Parole nella polvere

Da un piccolo cimitero del Connemara, di fronte all'Atlantico, si levano voci che dicono la loro su tutto e tutti: fatti personali, tragedie recenti (siamo all'epoca del nazismo e della seconda guerra mondiale), leggende popolari, guerra civile, rugby. Dialogano fra loro morti che non sono morti, e che anzi intervengono come se fossero ancora nel pieno delle loro vicende quotidiane. Sopra tutti risuona la voce di Caitríona, sanguigna vedova in perenne dissidio con nuora e consuocera, col prete, con la sorella, col mondo intero insomma.
"Parole nella polvere" è un brulicante viluppo di storie radicate in un mondo intimamente orale, un'incessante conversazione che ripercorre le contraddittorie vicende di una comunità, tra accuse e controaccuse che parlano di proprietà della terra, di matrimoni più o meno d'amore, di debiti ed eredità. Ó Cadhain costruisce in questo modo un quadro grottesco dell'Irlanda di quegli anni, segnata dalla miseria della vita rurale e dalle tensioni politiche e sociali, oltre che dalla paura e dalla meschinità umane.

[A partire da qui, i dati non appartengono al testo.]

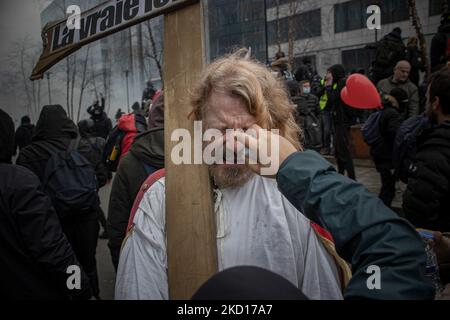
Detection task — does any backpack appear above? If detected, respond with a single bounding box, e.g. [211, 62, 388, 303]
[393, 115, 431, 183]
[43, 139, 99, 219]
[103, 127, 125, 172]
[361, 111, 383, 147]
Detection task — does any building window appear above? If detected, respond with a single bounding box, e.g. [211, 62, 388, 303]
[342, 48, 375, 74]
[380, 0, 409, 24]
[334, 0, 409, 33]
[267, 9, 322, 45]
[266, 0, 295, 9]
[208, 0, 267, 62]
[292, 55, 317, 72]
[430, 0, 444, 17]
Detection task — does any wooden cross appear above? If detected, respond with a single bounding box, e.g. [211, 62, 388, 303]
[164, 2, 217, 299]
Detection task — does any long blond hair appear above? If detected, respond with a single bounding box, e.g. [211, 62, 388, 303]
[191, 49, 301, 149]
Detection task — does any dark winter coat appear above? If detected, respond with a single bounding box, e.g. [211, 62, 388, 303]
[430, 23, 450, 72]
[0, 109, 14, 163]
[277, 151, 434, 300]
[108, 128, 164, 269]
[0, 164, 91, 300]
[77, 136, 109, 189]
[405, 46, 425, 87]
[14, 124, 35, 151]
[403, 121, 450, 232]
[370, 106, 402, 169]
[16, 105, 78, 182]
[373, 31, 405, 83]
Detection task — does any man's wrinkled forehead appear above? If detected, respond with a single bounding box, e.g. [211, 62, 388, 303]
[203, 91, 255, 129]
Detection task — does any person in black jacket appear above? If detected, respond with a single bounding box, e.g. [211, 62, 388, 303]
[87, 94, 112, 140]
[16, 105, 99, 298]
[403, 67, 450, 232]
[294, 80, 322, 151]
[430, 12, 450, 72]
[0, 110, 91, 300]
[78, 119, 109, 239]
[370, 89, 402, 207]
[0, 109, 15, 163]
[326, 64, 356, 180]
[107, 125, 164, 270]
[405, 37, 425, 87]
[14, 116, 34, 153]
[368, 28, 405, 85]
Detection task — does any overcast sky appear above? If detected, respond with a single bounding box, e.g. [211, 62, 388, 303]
[0, 0, 50, 57]
[0, 0, 51, 121]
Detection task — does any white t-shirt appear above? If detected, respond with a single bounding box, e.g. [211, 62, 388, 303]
[115, 176, 342, 300]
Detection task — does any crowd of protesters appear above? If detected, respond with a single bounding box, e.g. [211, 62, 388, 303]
[0, 15, 450, 299]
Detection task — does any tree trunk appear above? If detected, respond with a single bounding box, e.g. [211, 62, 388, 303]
[408, 0, 431, 80]
[147, 21, 164, 82]
[275, 0, 281, 52]
[77, 45, 91, 123]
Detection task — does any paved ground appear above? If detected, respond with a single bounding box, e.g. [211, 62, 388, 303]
[97, 159, 405, 300]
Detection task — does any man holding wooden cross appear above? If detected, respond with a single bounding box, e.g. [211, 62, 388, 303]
[116, 52, 348, 299]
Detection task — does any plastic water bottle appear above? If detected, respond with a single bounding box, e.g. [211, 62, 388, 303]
[419, 231, 444, 294]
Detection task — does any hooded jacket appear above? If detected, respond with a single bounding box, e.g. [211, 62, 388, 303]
[107, 128, 164, 269]
[276, 151, 434, 300]
[117, 113, 147, 159]
[0, 110, 91, 300]
[14, 123, 34, 152]
[403, 121, 450, 232]
[430, 21, 450, 71]
[16, 105, 78, 182]
[0, 164, 91, 300]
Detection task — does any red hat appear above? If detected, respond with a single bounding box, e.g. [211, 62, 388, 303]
[341, 74, 382, 109]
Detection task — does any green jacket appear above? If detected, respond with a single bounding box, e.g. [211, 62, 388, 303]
[277, 151, 434, 300]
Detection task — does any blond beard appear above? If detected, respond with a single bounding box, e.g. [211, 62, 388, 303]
[209, 165, 254, 189]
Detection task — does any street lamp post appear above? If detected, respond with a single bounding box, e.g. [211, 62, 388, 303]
[125, 70, 130, 113]
[47, 72, 52, 105]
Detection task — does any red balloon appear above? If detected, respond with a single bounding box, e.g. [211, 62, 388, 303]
[341, 73, 382, 109]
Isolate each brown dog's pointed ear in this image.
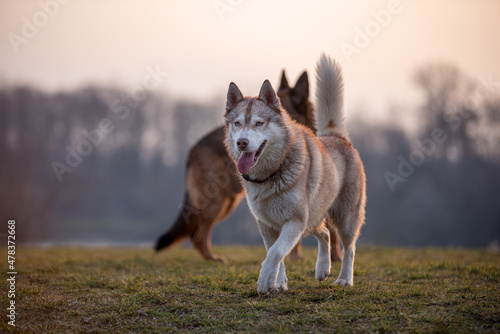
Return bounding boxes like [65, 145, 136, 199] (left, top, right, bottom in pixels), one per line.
[226, 82, 243, 112]
[278, 70, 290, 91]
[259, 80, 280, 110]
[292, 71, 309, 104]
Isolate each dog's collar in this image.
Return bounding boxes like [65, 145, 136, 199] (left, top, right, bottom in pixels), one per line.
[241, 166, 281, 183]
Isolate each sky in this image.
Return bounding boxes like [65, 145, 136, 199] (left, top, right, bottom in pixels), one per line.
[0, 0, 500, 118]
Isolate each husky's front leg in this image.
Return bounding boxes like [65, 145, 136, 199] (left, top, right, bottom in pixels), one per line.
[257, 222, 305, 295]
[257, 220, 288, 291]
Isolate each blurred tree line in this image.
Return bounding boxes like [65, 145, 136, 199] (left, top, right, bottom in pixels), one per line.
[0, 64, 500, 247]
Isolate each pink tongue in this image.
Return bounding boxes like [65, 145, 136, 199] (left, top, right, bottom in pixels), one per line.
[238, 152, 255, 174]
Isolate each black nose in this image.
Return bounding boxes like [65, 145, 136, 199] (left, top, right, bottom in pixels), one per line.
[236, 138, 248, 150]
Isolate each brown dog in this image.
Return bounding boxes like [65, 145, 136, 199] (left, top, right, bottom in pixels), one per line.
[155, 71, 340, 261]
[225, 55, 366, 294]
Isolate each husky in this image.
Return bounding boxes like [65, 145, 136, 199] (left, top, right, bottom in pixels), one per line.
[224, 55, 366, 295]
[155, 70, 346, 262]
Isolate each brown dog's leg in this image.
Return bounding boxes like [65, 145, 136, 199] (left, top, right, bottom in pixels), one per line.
[288, 240, 302, 261]
[327, 226, 342, 262]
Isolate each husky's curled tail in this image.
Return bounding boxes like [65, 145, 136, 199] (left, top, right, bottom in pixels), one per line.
[316, 54, 347, 138]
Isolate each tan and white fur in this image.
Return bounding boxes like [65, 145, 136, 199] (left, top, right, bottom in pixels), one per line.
[225, 55, 366, 294]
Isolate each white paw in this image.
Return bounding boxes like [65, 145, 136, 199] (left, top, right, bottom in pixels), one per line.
[316, 268, 330, 281]
[333, 278, 352, 286]
[316, 259, 330, 281]
[257, 259, 279, 295]
[257, 274, 276, 295]
[275, 270, 288, 291]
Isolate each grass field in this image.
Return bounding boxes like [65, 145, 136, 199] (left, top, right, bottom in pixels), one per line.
[0, 247, 500, 333]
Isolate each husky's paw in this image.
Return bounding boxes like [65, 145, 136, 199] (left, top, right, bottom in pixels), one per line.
[275, 271, 288, 291]
[257, 275, 276, 296]
[208, 255, 228, 264]
[333, 278, 352, 286]
[316, 268, 330, 282]
[316, 258, 330, 281]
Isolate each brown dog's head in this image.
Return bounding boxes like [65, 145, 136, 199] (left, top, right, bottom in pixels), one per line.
[278, 70, 316, 131]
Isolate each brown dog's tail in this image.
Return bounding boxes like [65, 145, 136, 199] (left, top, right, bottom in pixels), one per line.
[155, 193, 189, 252]
[316, 54, 347, 137]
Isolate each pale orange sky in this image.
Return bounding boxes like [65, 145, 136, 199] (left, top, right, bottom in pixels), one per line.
[0, 0, 500, 117]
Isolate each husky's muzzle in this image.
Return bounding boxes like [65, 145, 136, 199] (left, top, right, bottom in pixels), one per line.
[236, 138, 267, 174]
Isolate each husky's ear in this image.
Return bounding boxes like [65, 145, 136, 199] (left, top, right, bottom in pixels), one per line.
[226, 82, 243, 112]
[291, 71, 309, 104]
[278, 70, 290, 91]
[259, 80, 280, 110]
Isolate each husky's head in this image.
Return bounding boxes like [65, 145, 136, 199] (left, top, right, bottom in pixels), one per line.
[225, 80, 289, 174]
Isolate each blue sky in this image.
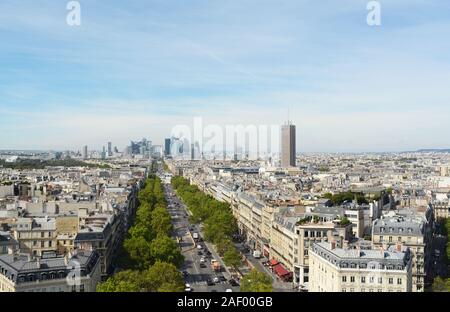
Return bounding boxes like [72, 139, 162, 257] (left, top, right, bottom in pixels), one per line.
[0, 0, 450, 152]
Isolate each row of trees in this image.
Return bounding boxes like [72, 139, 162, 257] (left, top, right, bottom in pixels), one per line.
[97, 175, 184, 292]
[172, 176, 272, 292]
[0, 158, 111, 170]
[432, 218, 450, 292]
[324, 191, 368, 206]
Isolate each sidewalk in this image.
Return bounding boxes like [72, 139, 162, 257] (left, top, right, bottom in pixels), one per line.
[235, 244, 296, 292]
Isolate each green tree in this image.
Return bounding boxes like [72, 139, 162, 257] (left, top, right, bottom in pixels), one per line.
[432, 276, 450, 292]
[97, 270, 142, 292]
[150, 207, 172, 235]
[123, 236, 154, 269]
[143, 261, 184, 292]
[241, 269, 273, 292]
[150, 235, 184, 267]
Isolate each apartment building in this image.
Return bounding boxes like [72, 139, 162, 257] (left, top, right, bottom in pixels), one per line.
[0, 231, 19, 255]
[13, 217, 57, 257]
[294, 217, 353, 288]
[372, 215, 432, 292]
[309, 242, 412, 292]
[0, 251, 100, 292]
[74, 214, 124, 279]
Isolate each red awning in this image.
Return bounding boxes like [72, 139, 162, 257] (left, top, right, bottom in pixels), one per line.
[273, 264, 291, 277]
[270, 259, 279, 266]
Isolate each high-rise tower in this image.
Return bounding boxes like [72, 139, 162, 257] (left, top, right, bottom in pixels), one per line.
[281, 121, 296, 168]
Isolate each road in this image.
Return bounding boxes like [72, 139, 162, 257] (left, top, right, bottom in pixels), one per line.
[160, 178, 239, 292]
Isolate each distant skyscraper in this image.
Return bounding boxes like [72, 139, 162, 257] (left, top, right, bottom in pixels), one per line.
[102, 146, 106, 159]
[83, 145, 87, 160]
[164, 139, 171, 156]
[281, 121, 296, 168]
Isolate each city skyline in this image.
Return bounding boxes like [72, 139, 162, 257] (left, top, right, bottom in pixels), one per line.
[0, 0, 450, 152]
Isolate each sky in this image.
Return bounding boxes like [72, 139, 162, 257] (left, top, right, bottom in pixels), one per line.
[0, 0, 450, 152]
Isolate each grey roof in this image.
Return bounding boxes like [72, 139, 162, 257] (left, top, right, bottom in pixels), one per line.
[373, 216, 425, 235]
[0, 250, 99, 283]
[312, 242, 410, 270]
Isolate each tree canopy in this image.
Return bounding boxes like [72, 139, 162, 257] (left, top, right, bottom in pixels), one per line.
[97, 172, 184, 292]
[241, 269, 273, 292]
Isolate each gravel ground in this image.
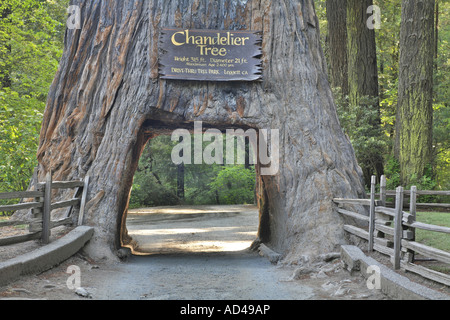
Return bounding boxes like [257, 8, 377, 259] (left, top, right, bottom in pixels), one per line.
[0, 206, 387, 300]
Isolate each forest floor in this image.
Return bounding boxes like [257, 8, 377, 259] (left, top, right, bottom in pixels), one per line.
[0, 206, 388, 300]
[0, 206, 444, 300]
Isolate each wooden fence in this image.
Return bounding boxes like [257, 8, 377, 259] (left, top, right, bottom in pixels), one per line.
[0, 173, 89, 246]
[333, 176, 450, 286]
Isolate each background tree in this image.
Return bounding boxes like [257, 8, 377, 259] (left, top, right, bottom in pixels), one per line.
[0, 0, 68, 192]
[396, 0, 435, 184]
[347, 0, 384, 185]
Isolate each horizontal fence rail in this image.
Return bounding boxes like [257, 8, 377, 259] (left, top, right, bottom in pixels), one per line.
[333, 176, 450, 286]
[0, 172, 89, 246]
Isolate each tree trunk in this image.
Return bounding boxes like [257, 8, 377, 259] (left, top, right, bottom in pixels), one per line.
[347, 0, 384, 186]
[326, 0, 349, 97]
[347, 0, 378, 106]
[32, 0, 364, 261]
[396, 0, 435, 185]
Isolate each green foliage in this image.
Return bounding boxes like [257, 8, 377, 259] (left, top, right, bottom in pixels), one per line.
[130, 136, 255, 208]
[209, 165, 255, 204]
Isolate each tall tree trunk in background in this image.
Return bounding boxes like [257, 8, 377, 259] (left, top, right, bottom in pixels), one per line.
[396, 0, 435, 185]
[347, 0, 378, 105]
[347, 0, 384, 185]
[326, 0, 349, 96]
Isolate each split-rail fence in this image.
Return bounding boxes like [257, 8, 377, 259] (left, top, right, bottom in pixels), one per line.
[333, 176, 450, 286]
[0, 173, 89, 246]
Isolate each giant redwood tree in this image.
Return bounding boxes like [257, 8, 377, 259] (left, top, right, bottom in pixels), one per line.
[37, 0, 364, 260]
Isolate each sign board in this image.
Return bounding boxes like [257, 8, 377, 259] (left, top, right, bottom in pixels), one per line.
[159, 29, 262, 81]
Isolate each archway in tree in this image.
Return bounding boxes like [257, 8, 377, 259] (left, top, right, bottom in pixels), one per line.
[122, 124, 259, 255]
[32, 0, 364, 260]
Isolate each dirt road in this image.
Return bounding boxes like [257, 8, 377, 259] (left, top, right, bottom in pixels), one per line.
[0, 206, 386, 300]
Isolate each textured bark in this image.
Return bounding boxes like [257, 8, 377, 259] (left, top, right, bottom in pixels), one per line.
[396, 0, 435, 185]
[347, 0, 378, 106]
[326, 0, 349, 96]
[32, 0, 364, 259]
[347, 0, 384, 186]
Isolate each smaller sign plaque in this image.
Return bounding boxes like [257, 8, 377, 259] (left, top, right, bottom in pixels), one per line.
[159, 29, 262, 81]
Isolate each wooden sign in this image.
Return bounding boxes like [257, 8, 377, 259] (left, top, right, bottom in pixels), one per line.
[159, 29, 262, 81]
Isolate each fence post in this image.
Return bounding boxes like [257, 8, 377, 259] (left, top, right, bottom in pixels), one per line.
[42, 171, 52, 244]
[409, 186, 417, 261]
[380, 175, 386, 207]
[394, 187, 403, 270]
[368, 176, 377, 252]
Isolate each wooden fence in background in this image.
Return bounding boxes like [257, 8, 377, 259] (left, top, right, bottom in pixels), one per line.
[0, 173, 89, 246]
[333, 176, 450, 286]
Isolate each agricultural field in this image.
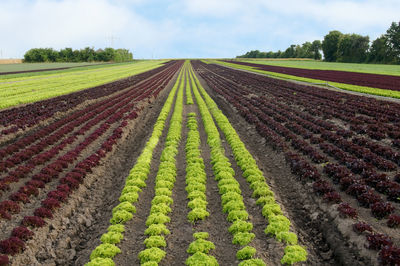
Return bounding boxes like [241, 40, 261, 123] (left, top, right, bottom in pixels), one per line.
[236, 58, 400, 76]
[0, 60, 400, 266]
[0, 60, 165, 109]
[0, 61, 104, 75]
[216, 60, 400, 98]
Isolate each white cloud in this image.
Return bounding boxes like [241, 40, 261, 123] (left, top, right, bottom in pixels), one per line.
[0, 0, 400, 58]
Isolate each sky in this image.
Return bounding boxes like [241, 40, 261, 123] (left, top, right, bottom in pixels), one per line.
[0, 0, 400, 59]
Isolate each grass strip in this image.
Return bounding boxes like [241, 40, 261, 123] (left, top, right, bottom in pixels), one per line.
[86, 62, 183, 266]
[191, 63, 265, 265]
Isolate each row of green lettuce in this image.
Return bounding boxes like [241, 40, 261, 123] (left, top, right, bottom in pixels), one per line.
[86, 61, 183, 266]
[185, 112, 219, 266]
[191, 65, 265, 266]
[138, 59, 187, 266]
[189, 65, 307, 264]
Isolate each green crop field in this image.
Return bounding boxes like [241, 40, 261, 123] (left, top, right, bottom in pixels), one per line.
[0, 62, 102, 73]
[0, 61, 165, 108]
[237, 58, 400, 76]
[212, 60, 400, 98]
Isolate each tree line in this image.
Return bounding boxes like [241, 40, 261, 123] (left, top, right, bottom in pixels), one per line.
[237, 22, 400, 64]
[24, 47, 133, 63]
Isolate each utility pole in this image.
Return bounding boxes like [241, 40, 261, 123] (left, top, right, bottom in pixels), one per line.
[107, 34, 119, 48]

Capolavoro di uno dei grandi autori della letteratura moderna di lingua irlandese, "Parole nella polvere" è rimasto a lungo inaccessibile al pubblico internazionale. Descritto da qualcuno come lo "Spoon River" irlandese, appare tuttavia assai lontano dal tono dolente di Lee Masters, riuscendo piuttosto una commedia nera concitata e paradossale. Secondo il giudizio di un critico, «una grande opera comica, in assoluto la più divertente dell'irlandese moderno».